“Mars and Beyond” is a Disney broadcast from 1957 about life on other planets


You can watch the full episode of 52 minutes Mars and beyond, of the television program Wonderful World of Disney, here. It was directed by Ward Kimbal and narrated by Paul Frees.

The episode centers around what it would be like for a human to live on every planet in our solar system. This explains that most planets would be too hot or too cold for a person to survive there, but Mars might be a suitable home for us one day. March and beyond has many beautiful illustrations of alien creatures that one would not expect to see in a typical educational film.

YouTube Description:

It begins with an introduction by Walt Disney and his robot friend Garco, which give a brief overview. It continues with an animated presentation on humanity seeking to understand the world in which he lives, first noticing the patterns in the stars and developing certain beliefs about celestial bodies. The theories of the scientists and philosophers are discussed, including inaccurate theories formerly accepted Ptolemy and those of Copernicus. Life on other planets is considered, focusing soon on Mars. The ideas of the authors of science fiction by HG Wells and Edgar Rice Burroughs come to life with a colorful animation. The comics Pulp science fiction of the time are parodied in the same tone simple as everything else (this segment presents the comic tone of Kimball and a cameo appearance in Donald Duck).
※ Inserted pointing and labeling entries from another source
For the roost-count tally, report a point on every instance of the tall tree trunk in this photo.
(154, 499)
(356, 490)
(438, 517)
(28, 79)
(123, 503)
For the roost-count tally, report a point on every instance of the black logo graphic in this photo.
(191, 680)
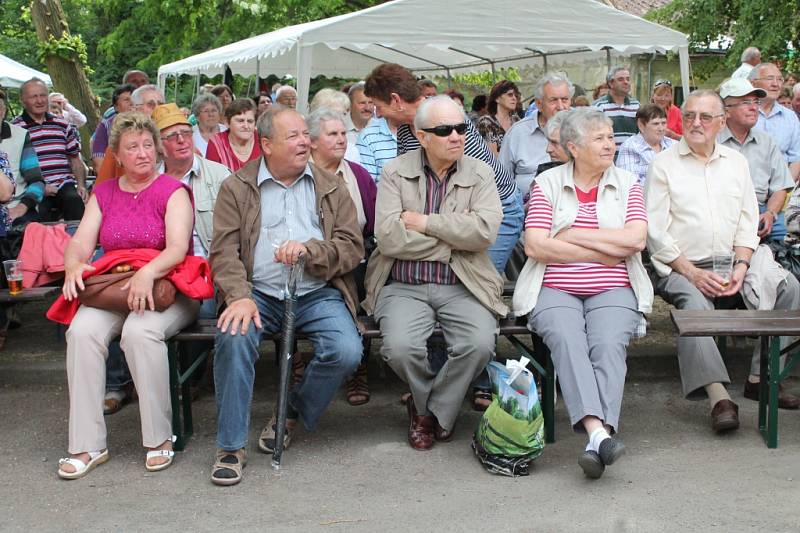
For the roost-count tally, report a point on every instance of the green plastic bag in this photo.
(511, 432)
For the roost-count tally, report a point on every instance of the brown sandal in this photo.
(358, 387)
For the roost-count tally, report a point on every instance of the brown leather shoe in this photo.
(441, 434)
(420, 428)
(725, 416)
(786, 400)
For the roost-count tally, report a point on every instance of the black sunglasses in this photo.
(446, 129)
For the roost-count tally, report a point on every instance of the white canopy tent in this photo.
(436, 38)
(13, 74)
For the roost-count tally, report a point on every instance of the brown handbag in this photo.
(104, 291)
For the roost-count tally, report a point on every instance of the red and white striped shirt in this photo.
(583, 279)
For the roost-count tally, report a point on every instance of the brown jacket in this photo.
(460, 234)
(237, 227)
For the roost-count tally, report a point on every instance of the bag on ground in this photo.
(510, 434)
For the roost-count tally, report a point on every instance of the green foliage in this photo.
(771, 25)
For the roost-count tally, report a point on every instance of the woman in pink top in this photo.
(239, 145)
(586, 225)
(141, 209)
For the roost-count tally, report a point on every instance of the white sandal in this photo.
(81, 468)
(152, 454)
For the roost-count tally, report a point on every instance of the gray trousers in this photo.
(698, 357)
(588, 337)
(407, 315)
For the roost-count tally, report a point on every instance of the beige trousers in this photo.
(142, 340)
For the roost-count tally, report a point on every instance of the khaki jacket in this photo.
(205, 187)
(460, 234)
(237, 227)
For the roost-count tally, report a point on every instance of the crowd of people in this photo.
(411, 210)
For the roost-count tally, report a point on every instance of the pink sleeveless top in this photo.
(135, 220)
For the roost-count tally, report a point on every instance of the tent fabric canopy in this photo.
(13, 74)
(438, 37)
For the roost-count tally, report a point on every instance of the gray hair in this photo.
(283, 89)
(755, 73)
(136, 95)
(613, 72)
(355, 88)
(422, 119)
(266, 122)
(31, 82)
(204, 99)
(750, 53)
(320, 115)
(553, 78)
(554, 124)
(330, 98)
(701, 93)
(578, 123)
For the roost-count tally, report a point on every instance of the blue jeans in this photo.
(117, 373)
(508, 234)
(337, 352)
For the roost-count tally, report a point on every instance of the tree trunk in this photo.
(67, 74)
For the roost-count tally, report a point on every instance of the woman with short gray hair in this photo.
(584, 284)
(207, 109)
(328, 145)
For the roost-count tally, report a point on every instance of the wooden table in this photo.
(769, 326)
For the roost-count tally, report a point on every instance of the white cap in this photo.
(739, 87)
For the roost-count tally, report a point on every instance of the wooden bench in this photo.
(768, 326)
(205, 330)
(36, 294)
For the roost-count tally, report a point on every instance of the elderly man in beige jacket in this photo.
(437, 213)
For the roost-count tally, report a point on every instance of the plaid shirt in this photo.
(420, 272)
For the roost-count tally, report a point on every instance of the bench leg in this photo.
(173, 354)
(542, 354)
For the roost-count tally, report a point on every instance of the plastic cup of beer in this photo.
(13, 268)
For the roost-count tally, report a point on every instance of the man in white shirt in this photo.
(750, 58)
(701, 202)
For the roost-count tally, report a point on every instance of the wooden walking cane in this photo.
(287, 347)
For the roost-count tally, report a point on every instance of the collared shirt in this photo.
(376, 145)
(55, 141)
(784, 127)
(635, 155)
(287, 213)
(474, 146)
(186, 179)
(768, 168)
(524, 149)
(696, 207)
(420, 272)
(623, 117)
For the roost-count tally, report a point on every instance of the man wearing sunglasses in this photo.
(701, 203)
(437, 213)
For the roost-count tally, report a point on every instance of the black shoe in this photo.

After that, the program strikes a serious tone by profiling each of the solar system’s planets, from the perspective of what would happen to a man on them. The program says that while most of the planets are either too cold or too hot for life as we know it, life on Mars could almost be normal, which is increasingly important for the future. Dr. EC Slipher then discusses the Red Planet and the possibility that life is already there. More animations speculate on what might be the conditions on Mars. This section is filled with Disney striking animations, inventive and unusual.